All of a sudden it’s possible to hear the birds from my bedroom. It’s almost spring and I’m working from home, though “working” has been increasingly vaguely defined as the days wear on. I’ve never had this much time to watch the sun’s progress through my living room; it isn’t the luxury I’d hoped for.
Everything, it seems, is closing: the museums, the bars, the restaurants, the schools, the movie theaters. When I went out for groceries earlier, most of the businesses along my walk were closed, all the lights off and the windows showing me only my own reflection. It was like looking at face after face without eyes or noses or teeth, something essential missing and nothing in its place. I got a little dizzy. I kept walking.

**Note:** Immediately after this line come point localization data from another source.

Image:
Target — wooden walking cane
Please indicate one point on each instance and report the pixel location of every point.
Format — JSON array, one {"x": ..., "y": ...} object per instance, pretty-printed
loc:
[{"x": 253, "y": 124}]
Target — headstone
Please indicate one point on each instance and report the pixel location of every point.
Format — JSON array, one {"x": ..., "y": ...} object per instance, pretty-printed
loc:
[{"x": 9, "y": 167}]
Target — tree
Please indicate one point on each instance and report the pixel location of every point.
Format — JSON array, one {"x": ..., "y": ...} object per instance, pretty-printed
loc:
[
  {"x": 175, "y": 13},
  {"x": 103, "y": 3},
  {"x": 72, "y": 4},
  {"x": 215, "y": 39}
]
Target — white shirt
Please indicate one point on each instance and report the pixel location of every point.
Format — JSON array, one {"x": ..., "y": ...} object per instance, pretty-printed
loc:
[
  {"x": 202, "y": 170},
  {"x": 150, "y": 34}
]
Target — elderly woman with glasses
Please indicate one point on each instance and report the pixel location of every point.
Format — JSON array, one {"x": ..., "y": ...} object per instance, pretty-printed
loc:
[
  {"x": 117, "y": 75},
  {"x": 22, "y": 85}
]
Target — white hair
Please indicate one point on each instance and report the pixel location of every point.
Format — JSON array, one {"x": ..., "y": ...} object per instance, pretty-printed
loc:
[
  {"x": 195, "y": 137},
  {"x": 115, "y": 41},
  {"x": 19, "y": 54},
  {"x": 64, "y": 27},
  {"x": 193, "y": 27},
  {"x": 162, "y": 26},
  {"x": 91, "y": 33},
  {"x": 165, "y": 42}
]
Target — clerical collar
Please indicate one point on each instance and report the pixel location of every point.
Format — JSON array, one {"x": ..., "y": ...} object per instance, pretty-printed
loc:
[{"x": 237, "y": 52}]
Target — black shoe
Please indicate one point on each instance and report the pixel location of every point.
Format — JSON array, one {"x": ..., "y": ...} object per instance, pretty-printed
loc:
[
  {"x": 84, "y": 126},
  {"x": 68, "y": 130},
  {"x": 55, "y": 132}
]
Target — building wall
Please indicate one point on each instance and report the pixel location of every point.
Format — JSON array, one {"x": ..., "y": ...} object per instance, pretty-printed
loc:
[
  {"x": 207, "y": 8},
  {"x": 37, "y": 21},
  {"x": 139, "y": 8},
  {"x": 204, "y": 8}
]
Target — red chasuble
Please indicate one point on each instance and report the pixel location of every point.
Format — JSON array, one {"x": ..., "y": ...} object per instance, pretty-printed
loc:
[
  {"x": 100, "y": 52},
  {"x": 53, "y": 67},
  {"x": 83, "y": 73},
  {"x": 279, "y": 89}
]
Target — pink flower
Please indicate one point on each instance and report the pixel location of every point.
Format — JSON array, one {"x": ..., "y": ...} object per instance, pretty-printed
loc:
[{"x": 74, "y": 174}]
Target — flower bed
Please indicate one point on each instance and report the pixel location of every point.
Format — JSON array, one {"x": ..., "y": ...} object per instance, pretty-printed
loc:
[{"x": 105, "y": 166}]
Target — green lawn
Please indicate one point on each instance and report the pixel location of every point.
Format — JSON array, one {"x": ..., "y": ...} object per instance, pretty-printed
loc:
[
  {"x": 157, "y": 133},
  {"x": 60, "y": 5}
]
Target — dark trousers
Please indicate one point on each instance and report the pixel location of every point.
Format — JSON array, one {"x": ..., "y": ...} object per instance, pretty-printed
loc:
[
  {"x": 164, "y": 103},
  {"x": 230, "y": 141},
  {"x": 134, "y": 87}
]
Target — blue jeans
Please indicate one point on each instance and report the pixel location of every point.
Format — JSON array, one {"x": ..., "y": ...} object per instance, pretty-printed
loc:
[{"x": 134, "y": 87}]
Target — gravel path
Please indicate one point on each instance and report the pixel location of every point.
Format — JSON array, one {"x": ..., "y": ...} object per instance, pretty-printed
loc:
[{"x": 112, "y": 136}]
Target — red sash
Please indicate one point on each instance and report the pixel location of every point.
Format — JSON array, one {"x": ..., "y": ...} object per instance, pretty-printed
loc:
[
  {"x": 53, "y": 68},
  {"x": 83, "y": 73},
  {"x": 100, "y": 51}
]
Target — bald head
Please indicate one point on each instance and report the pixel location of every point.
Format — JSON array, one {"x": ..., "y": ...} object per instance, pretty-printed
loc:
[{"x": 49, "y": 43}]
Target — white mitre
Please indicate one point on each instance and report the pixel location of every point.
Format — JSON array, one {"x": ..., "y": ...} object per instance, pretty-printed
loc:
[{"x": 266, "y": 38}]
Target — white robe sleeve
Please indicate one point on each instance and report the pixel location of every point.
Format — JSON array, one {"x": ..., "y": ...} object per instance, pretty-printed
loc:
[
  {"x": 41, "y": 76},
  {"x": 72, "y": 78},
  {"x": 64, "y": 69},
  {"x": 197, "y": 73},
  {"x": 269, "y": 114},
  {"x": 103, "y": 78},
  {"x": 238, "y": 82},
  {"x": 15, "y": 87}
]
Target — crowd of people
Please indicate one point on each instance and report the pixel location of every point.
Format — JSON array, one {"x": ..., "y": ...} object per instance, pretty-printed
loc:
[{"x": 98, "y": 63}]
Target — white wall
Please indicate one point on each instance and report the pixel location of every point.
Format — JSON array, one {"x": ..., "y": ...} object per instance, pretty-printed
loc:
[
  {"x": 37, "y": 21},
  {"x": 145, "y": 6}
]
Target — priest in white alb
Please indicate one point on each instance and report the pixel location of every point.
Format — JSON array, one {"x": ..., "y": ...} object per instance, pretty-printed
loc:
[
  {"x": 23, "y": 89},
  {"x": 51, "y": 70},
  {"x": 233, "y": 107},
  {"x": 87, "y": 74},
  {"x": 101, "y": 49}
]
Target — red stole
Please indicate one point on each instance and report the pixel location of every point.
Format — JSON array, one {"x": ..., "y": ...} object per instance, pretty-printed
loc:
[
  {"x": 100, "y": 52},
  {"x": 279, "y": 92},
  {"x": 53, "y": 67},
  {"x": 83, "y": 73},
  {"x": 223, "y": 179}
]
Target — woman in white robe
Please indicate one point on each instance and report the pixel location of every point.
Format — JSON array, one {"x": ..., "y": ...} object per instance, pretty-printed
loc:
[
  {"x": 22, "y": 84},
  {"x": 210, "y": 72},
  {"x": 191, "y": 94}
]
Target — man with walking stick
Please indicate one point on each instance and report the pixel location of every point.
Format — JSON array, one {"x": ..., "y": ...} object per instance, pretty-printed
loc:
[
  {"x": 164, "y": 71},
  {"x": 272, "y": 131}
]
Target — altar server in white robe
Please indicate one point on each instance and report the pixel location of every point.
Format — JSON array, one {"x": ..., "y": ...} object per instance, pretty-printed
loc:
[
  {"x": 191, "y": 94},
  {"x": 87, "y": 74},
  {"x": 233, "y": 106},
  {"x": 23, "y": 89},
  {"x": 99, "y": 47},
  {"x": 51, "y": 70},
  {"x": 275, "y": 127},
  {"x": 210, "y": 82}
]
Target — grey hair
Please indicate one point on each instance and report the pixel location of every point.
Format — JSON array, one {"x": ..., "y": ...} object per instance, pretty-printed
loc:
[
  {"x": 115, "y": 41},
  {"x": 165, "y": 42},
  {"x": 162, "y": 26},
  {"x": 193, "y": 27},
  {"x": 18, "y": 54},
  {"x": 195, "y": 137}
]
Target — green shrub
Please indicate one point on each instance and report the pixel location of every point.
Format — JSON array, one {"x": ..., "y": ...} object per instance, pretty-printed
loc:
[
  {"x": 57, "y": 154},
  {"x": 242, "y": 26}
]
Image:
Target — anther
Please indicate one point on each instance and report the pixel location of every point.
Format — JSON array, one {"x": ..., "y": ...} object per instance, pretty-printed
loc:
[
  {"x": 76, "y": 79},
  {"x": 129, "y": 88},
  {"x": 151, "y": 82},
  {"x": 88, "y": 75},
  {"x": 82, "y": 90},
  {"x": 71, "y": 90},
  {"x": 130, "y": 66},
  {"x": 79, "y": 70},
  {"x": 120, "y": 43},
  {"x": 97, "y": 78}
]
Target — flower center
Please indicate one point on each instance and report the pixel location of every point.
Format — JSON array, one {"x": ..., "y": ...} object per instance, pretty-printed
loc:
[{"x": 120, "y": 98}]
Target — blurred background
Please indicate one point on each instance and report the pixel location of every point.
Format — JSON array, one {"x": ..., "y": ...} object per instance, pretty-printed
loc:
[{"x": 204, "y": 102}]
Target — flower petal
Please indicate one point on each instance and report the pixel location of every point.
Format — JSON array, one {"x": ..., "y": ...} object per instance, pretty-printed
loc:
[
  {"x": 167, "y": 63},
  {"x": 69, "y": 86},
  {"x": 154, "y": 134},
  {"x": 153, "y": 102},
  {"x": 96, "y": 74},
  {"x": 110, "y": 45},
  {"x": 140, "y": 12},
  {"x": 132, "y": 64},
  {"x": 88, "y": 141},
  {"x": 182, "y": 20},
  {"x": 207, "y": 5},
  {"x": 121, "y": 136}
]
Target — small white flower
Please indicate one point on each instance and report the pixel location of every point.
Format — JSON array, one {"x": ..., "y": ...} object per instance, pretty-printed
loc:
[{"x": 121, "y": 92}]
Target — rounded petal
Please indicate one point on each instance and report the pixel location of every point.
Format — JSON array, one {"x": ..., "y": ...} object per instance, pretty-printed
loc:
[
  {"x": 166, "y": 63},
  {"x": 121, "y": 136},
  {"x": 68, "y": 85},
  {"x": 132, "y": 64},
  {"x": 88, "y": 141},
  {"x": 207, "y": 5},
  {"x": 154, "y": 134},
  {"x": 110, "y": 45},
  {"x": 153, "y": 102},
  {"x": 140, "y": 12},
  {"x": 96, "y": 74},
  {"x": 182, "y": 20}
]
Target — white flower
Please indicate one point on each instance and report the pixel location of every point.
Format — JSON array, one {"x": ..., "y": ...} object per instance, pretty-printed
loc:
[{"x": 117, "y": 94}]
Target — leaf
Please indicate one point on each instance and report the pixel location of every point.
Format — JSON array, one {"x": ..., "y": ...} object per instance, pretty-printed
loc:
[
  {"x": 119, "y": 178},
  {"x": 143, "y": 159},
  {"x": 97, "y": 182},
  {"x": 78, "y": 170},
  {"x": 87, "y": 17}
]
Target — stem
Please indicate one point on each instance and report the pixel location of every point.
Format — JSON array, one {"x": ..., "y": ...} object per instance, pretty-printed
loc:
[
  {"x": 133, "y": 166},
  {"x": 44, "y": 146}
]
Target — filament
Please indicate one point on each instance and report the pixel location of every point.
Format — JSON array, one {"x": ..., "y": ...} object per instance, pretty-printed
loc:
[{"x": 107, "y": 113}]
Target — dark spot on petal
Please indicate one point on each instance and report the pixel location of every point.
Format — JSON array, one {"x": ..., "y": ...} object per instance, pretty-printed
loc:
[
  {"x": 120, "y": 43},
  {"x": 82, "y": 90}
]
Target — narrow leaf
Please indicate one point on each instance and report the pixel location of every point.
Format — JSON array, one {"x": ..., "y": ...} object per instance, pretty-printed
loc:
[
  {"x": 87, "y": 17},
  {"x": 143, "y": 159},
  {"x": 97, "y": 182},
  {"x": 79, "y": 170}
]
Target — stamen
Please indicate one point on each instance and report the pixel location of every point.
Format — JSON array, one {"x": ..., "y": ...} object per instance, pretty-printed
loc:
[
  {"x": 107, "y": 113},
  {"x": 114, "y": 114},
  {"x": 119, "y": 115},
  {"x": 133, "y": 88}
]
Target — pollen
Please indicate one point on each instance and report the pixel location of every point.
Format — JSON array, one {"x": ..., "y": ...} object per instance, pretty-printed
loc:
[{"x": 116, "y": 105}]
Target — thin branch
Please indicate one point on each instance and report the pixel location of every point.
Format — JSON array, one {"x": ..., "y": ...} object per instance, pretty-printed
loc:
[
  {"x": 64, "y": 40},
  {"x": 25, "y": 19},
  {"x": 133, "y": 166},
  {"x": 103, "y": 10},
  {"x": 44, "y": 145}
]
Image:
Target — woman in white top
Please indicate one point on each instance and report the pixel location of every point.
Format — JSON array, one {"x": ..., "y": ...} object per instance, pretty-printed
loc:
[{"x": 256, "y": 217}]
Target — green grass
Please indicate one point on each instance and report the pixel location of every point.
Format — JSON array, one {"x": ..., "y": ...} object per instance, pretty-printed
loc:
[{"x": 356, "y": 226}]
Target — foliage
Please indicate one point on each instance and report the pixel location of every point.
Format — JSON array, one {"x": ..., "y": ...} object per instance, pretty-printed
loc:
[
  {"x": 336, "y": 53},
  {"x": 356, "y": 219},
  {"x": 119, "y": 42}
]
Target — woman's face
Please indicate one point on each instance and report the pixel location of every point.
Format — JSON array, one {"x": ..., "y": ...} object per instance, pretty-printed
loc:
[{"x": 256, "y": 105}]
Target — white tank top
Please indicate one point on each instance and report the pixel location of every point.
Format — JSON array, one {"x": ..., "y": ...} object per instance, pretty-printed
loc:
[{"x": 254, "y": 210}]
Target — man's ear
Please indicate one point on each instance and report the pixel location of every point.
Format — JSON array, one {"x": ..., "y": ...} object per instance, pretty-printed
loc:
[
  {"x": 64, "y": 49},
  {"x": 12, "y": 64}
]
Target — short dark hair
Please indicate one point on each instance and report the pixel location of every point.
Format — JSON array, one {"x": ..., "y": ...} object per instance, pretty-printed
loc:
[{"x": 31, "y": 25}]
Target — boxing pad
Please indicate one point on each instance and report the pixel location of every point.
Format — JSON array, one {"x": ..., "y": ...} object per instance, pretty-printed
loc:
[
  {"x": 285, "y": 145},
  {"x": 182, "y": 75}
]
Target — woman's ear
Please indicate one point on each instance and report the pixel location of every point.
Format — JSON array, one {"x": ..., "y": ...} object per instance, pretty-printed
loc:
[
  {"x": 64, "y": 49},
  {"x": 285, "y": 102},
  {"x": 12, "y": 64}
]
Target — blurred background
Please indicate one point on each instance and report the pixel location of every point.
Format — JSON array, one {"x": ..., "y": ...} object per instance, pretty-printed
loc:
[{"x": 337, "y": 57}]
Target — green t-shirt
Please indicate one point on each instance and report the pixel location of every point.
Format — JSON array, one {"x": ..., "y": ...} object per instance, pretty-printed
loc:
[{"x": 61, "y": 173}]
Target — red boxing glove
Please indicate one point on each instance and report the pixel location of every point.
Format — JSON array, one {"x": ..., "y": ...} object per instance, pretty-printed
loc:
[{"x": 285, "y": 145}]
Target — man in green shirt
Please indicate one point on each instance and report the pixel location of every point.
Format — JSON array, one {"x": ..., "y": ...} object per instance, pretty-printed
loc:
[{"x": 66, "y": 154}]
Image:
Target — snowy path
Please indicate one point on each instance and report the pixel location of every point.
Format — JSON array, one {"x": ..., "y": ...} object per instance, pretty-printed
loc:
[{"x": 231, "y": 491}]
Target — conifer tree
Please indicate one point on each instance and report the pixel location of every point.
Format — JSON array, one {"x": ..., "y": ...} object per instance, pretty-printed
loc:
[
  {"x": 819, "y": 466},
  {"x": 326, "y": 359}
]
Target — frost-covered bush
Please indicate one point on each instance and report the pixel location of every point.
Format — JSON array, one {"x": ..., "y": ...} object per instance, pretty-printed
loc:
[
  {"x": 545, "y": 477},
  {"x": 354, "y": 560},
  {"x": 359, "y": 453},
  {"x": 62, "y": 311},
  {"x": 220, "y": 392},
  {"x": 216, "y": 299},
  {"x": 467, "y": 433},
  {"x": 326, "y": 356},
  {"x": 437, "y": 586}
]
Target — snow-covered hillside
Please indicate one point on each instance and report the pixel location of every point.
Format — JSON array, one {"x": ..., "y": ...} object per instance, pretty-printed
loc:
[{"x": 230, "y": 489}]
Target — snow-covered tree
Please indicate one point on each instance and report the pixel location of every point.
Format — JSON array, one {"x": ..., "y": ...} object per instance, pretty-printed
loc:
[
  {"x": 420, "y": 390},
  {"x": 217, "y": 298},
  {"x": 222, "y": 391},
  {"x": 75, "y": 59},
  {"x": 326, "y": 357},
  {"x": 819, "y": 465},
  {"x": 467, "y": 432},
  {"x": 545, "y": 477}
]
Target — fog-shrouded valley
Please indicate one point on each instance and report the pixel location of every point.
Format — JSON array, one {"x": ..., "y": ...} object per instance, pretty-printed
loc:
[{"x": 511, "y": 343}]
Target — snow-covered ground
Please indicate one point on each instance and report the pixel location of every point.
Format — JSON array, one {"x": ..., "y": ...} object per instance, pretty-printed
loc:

John Lennon wrote a song called “Isolation” that I found in grad school, when I was searching for writing about loneliness. (Isn’t all writing about loneliness? But anyway.) I ended up using a line from it as the epigraph for the thesis, because of course I wrote a thesis that had an epigraph: the world is just a little town.
And today New York is just a little town, its streets as quiet as the streets back home, which is where the thesis was set. In the early evenings of March, I’m used to hearing kids yelling in the street, maybe throwing a basketball or two against whatever wall is closest, ringing bicycle bells with freshly unmittened fingers. In the distance a car is generally blasting something, turning slowly up and down the block. Two weeks ago, I heard the jingle of an ice cream truck. Today, all I’ve heard are the birds.
It would have been good if I’d ever learned to tell apart the different singers, warblers and mockingbirds and chickadees. My grandmother knew these things. Sometimes I forget I can’t ask her. Mostly, when I forget, I want to call and tell her I’m okay; sometimes, I want her to call me and tell me I’m okay. But we’ve said everything we’ll ever say to each other. Besides, there’s already so much I would have to explain.
At the grocery store, I looked for things that would last, but they’re mostly sold out. No pasta, no tomatoes, hardly any ramen or mac and cheese. The onions are gone, yellow and green and otherwise, and the only loaves of bread left were Wonder original white. And beans? Forget about it. Everyone else got those last week.
I am okay, I kept reminding myself. There is more food out there; it just isn’t here yet. And you have enough at home for now. And I breathed in through my mouth and out through my nose, the way they teach you to do when you’re anxious. My anxiety used to be unusual. Now it just feels like a given.
When I moved here in 2016, I already knew a few things about the city. First: no one has that much space at home, unless they’re very, very wealthy, and the people I knew and was coming to know were not very, very wealthy. Second: it almost doesn’t matter, because the city is everyone’s living room. Who cares if you lived in a shoebox? The sidewalks go on forever, and the coffee shops stay open late, and someone is probably throwing a party you’d be welcomed into without question.
So in New York City there is a very real sense, right now, that we’ve been cut off not only from each other but from ourselves, from places that are ours, if not ours alone. The sidewalks are empty, and the coffee shops are closed, and when I see photos now of parties I shudder, angry and worried and alone.
But not really alone, as long as Griffin is in the next room, as long as my friends and family text me back, as long as I can still hear the birds. We are all alive right now, checking our own temperatures and counting cans in the pantry and trying to figure out what else to do, now that our plans have gone so spectacularly awry. Improvise? But how?
In the meantime, I check the news. I wash the dishes and sweep the floors and check the news again. I make plans for the impossible future, when I will know all the things I don’t know now. I listen to the world outside. The sun is going down now; it’s very quiet. But spring is coming, and when the roar of this place comes back to us it will sound beautiful, a song I could place no matter how long it’s been unsung.